John 10:29 is a common reference or “proof text” used in defense of the fifth letter of the acrostic “T.U.L.I.P.”  Attention is given to God’s sovereignty and power.  Discussion takes place surrounding the meaning of the word “able” and the presence of a universal negative.   “No one” has the power (is able) to remove a believer from the sovereign grasp of Almighty God.  Since the believer is a “someone” he also lacks the ability to take himself from the father’s hand, because “no one” has this ability!

There is however, another reason (perhaps an even more compelling reason?) to believe, and find great joy in, the doctrine of the Perseverance of the Saints:  the believer’s eternal security finds its basis in the eternal and inviolate Covenant Love of God.

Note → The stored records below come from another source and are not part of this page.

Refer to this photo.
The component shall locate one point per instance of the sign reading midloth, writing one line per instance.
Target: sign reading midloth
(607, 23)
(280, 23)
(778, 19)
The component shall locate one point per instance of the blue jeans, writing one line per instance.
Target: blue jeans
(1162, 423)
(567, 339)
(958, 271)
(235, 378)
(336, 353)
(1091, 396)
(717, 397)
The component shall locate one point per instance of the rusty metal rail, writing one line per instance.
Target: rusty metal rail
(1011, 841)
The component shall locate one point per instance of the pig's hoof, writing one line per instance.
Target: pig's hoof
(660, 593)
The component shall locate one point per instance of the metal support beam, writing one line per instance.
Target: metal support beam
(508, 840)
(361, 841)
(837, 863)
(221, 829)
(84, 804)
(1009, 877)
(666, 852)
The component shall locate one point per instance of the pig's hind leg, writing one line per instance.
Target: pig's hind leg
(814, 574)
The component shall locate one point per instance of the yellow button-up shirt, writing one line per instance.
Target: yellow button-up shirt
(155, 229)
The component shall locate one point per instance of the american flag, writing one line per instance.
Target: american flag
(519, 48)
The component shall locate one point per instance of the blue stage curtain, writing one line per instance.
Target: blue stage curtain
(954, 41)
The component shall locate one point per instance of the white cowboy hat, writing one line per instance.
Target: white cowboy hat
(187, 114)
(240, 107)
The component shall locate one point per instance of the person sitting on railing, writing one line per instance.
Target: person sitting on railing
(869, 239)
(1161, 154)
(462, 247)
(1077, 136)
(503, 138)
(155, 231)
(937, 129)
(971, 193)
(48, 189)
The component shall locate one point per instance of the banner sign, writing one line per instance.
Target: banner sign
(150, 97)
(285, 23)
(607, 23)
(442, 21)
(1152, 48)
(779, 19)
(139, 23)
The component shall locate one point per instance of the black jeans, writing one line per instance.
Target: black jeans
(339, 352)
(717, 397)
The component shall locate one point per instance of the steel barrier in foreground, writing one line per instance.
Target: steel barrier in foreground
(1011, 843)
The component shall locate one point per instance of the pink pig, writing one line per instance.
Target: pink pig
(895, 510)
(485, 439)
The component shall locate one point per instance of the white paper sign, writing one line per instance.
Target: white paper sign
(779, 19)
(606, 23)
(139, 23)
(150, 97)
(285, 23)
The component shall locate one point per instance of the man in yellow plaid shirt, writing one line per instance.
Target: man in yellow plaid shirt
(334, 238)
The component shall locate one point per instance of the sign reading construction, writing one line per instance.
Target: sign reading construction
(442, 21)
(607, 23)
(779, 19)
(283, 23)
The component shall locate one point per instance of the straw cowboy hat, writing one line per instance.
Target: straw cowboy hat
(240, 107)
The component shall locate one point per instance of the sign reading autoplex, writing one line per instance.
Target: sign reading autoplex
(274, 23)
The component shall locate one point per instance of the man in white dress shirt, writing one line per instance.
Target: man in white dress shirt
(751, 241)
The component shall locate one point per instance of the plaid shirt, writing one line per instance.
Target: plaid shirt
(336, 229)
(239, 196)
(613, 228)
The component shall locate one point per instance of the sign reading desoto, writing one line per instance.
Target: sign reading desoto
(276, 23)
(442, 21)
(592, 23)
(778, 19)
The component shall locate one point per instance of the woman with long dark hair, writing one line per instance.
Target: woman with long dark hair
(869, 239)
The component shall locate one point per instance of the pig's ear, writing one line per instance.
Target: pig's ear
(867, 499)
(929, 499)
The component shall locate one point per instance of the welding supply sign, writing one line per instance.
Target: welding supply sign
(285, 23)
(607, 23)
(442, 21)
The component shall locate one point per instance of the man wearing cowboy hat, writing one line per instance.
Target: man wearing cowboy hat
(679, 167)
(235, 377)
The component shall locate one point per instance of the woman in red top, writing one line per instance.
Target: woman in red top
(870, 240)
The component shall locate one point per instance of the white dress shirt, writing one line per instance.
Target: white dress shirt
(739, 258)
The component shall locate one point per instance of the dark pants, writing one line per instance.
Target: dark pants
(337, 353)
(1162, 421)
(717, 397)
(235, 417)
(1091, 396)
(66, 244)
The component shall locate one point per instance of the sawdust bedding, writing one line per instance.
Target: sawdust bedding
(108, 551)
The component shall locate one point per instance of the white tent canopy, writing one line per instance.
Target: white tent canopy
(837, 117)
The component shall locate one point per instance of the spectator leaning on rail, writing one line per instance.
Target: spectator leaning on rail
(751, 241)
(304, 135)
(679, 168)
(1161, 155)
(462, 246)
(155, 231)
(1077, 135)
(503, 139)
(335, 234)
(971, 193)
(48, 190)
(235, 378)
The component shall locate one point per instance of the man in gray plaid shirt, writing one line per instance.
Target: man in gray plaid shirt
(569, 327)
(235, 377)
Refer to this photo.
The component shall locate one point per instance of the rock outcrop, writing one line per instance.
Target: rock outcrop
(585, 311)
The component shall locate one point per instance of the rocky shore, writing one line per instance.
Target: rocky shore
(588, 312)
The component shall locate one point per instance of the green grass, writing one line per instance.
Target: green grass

Find chapters 33 and 34 in the book of Exodus.  In chapter 33, Moses asks to be shown God’s glory.[1] God responds by telling Moses that He will make his goodness pass before him and that he will proclaim His name (“The LORD “) before Moses.[2]  The text continues… God tells Moses that He will put him in a cleft of the rock while His glory passes by,[3] and in chapter 34, we find the proclamation of God’s name:

6 The LORD passed before him and proclaimed, "The LORD, the LORD, a God merciful and gracious, slow to anger, and abounding in steadfast love and faithfulness, 7 keeping steadfast love for thousands, forgiving iniquity and transgression and sin, but who will by no means clear the guilty, visiting the iniquity of the fathers on the children and the children's children, to the third and the fourth generation."[4]

So, follow the progression in the answer God gives to Moses:

  1.  Moses asks God to show him His glory
  2.  God tells Moses He will make his goodness pass before him and will proclaim His name.
  3.  Therefore, God’s glory is His goodness/His name.
  4. God then expresses His name in terms of His character.  God is:
    1. merciful
    2. gracious
    3. slow to anger
    4. abounding in steadfast love
    5. abounding in faithfulness
    6. forgiving
    7. just

In particular, notice these attributes:  “abounding in steadfast love” and “abounding in faithfulness”.  In the Hebrew:  Hesed and Hemet.  These attributes are the core of God’s Covenantal love toward His people.  It is striking how often these words appear in the biblical text!  Hesed appears 128 times in the Psalms alone![5]  Clearly, these attributes of God are dear to the Psalmist and should be to contemporary believers.  Consider Psalm 25:6-10:

6 Remember your mercy, O LORD, and your steadfast love (Hesed), for they have been from of old. 7 Remember not the sins of my youth or my transgressions; according to your steadfast love (Hesed) remember me, for the sake of your goodness, O LORD! 8 Good and upright is the LORD; therefore he instructs sinners in the way. 9 He leads the humble in what is right, and teaches the humble his way. 10 All the paths of the LORD are steadfast love (Hesed) and faithfulness (Hemet), for those who keep his covenant and his testimonies.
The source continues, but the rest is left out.